Hiring attorneys to do commercial litigation and specialized attorneys in general is a good choice for any law firm. With more and more competition popping up in specialty areas, they can hardly afford not to! The real question is, could your firm benefit from hiring a commercial litigation attorney?

When you hire professionals who have the right skills to fit the requirements of your firm, that means that you can deliver the right attorneys to the right cases because they’re more qualified to argue the case. It ultimately costs less to depend on one of your own from in house than to rely on outside legal counsel, and the bottom line may be appealing to those corporate legal departments. It just makes sense to have specialization, from being able to offer that to clients to the cost savings.
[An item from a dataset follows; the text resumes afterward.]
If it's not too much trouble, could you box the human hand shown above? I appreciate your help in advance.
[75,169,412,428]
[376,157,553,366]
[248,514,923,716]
By bringing commercial litigation experts over to your side, you can cut back on costs and bring their experience and knowledge to your side. If your firm is considering hiring an attorney experienced in commercial litigation, check out these reasons why they’re so in demand while you’re thinking it over.

1. Specialized Focus

Since your commercial litigation lawyer can be the one to go to on commercial litigation, it means that you can free up other lawyers who may not want or wish to work in this field. Since commercial litigation is so complex, a specialized focus means that the cases can be complicated and drawn out, it can be hugely inconvenient to have members of your team on the case that could be utilized elsewhere, especially for your corporate specialty lawyers. Having a specialist on staff will ensure you have the right person to deal with these cases.

2. Extra Protection of Business Interests

Firms, people and businesses need to protect their business interests, and this type of attorney can help them do that. Whether it’s a merger or a contract, a litigation attorney will have the knowledge and experience necessary to protect the interests of the firm through their excellence.

3. Commercial Litigation Experience

Their experience will be able to help your firm decide whether to litigate or not. Sometimes legal matters are best pursued in court, and other times your attorney will recommend not pursuing the matter further in court and pursuing another strategy instead. As legal cases are time consuming and expensive, it’s good to have someone on board that can weigh in on how to proceed.

Hire an attorney for a short term or work with a recruiting firm. Whether you hire them short term or long term on a contract is up to you, but if your firm could use a commercial litigation attorney then consider getting one on board soon and see what a difference it makes.